Читать книгу Ein Jahr aus irgendeinem Leben - Pat Oliver - Страница 10
7 – Mademoiselle Juli
ОглавлениеScheiße, ist das klischeehaft hier. Überall diese Bilder mit den Bananen, Äpfeln oder Birnen in den Schalen und alle haben diese Malerkittel an. Zwei tragen sogar Baskenmützen. In der Ecke diskutiert ein Ehepaar über modernen Expressionismus und Pop-Art. An der Wand hängt eine Kopie der Mona Lisa und in einer anderen Ecke stehen ein paar schöne selbstgetöpferte Vasen, die man nur einem hungernden Kind abkaufen würde. Selbst dann würde man wohl noch verhandeln.
Ich stelle mich an eine Staffelei und begutachte das daneben liegende Werkzeug. Ein Spachtel, Pinsel in jeder Form und Größe und Ölfarben. Neben mir steht Frau Neubaum, die nette alte Dame von schräg gegenüber.

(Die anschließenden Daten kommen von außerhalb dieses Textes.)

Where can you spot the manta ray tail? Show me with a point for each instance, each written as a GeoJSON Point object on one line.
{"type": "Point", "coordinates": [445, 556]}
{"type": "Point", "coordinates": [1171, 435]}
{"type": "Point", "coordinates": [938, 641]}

„Ach wie nett. Ich wusste gar nicht, dass sie auch diesen Kurs besuchen“, tönt es mir entgegen, als sie mich erkennt.
„Na, ist auch das erste mal heute. Ich habe mir überlegt, dass ich mir ein Hobby zulege, wissen sie.“
„Ja, ja, die jungen Leute. Wir mussten ja früher immer arbeiten. Keine Zeit um zu spielen. Trümmer haben wir zusammengefegt, ja. Und dann haben wir Kohlen gesammelt. Im Winter war es ja so kalt, damals.“
„Na, dann können wir ja beide froh sein, dass diese Zeiten vorbei sind, nicht wahr, Frau Neubaum?“
„Ach, wir hatten ja nichts damals...“
Nette alte Dame. Ich musste mir das schon oft anhören, aber für Nostalgie habe ich auch ziemlich viel übrig. Manchmal stelle ich mir vor, wie ich ein paar jungen Bengels Geschichten von früher erzähle. Auf einer Parkbank, während ich mich auf meinen Gehstock stütze.

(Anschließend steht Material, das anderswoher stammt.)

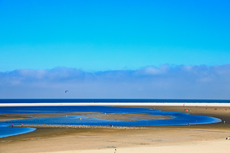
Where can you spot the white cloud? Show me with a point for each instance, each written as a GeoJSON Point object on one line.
{"type": "Point", "coordinates": [150, 82]}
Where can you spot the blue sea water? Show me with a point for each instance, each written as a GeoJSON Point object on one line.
{"type": "Point", "coordinates": [178, 118]}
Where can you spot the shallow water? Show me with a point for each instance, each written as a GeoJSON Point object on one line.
{"type": "Point", "coordinates": [179, 118]}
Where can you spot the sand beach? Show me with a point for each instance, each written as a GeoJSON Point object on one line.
{"type": "Point", "coordinates": [208, 138]}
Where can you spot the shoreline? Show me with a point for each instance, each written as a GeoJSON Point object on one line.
{"type": "Point", "coordinates": [120, 104]}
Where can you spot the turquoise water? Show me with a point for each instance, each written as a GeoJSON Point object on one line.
{"type": "Point", "coordinates": [178, 118]}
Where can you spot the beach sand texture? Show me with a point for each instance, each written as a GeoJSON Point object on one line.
{"type": "Point", "coordinates": [196, 138]}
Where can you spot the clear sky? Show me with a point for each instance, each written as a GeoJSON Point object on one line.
{"type": "Point", "coordinates": [104, 35]}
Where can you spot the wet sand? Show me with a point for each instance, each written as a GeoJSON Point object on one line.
{"type": "Point", "coordinates": [194, 138]}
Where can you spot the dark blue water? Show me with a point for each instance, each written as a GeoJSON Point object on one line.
{"type": "Point", "coordinates": [179, 118]}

Die Tür geht auf und Frau Neubaum hört auf zu reden, flüstert noch ein „ah, jetzt geht’s ja los“ und ich sehe, wie eine ziemlich hübsche, etwa 27-jährige Brünette in den Raum marschiert. Sie stellt sich an das Pult und legt ihre Tasche darauf. In diesem Moment erinnert sie mich stark an die Referendarin aus der sechsten Klasse. Mann, waren wir damals verknallt.

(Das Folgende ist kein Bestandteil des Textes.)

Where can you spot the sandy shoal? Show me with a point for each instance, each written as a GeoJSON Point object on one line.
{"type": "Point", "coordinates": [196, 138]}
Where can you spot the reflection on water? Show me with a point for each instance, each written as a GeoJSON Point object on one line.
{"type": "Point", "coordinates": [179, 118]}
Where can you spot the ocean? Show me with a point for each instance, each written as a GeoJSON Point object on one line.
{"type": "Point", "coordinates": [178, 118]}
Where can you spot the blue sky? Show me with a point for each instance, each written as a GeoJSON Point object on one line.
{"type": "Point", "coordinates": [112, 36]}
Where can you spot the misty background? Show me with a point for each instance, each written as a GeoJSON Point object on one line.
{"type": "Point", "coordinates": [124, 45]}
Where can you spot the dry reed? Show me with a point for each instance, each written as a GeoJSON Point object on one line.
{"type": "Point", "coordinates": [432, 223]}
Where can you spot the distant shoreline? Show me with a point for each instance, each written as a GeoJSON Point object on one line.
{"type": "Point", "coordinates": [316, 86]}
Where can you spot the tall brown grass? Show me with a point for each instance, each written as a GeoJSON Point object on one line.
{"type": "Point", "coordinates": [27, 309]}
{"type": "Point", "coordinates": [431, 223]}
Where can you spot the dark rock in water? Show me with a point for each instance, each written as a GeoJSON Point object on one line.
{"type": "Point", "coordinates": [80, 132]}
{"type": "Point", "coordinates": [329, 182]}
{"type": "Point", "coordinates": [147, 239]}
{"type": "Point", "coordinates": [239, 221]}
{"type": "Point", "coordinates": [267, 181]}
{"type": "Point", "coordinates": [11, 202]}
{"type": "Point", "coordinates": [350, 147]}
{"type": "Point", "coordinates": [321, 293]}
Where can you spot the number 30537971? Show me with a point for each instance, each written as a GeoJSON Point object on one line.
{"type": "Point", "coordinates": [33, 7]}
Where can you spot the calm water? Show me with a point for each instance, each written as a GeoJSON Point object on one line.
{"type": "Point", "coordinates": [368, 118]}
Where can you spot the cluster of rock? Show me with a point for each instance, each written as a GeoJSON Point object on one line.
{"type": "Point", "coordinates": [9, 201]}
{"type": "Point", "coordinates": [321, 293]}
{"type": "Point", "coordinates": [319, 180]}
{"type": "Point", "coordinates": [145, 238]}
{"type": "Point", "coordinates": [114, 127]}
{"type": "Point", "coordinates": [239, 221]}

Sie begrüßt uns mit einem „Bon jour“ und schreibt ihren Namen an die Tafel. Mademoiselle Juli.
Wenn hier etwas noch klischeehafter werden sollte, als das, dann werde ich mich demnächst wohl für ein Porno-Casting anmelden. Einfach, um mal etwas weniger typisches zu erleben.
Natürlich ist Mademoiselle Juli eine französische Austauschstudentin, die mit diesem Kurs ihr Geld verdient und natürlich sind ihre Augen voller Leidenschaft und ihr Akzent ist so erotisch, dass man alles für eine Nacht mit ihr geben würde.
Ich gebe alles. Ich bin schon nach zwei Wochen derart versiert im Pinselstriche ziehen, dass sie mich immer wieder lobt, für meine gelungenen Licht- und Schattenverhältnisse oder die Vielschichtigkeit meiner Farbwahl. Ich danke ihr jedes Mal aufrichtig dafür und ein Lächeln huscht über ihr Gesicht. Sie hat Grübchen.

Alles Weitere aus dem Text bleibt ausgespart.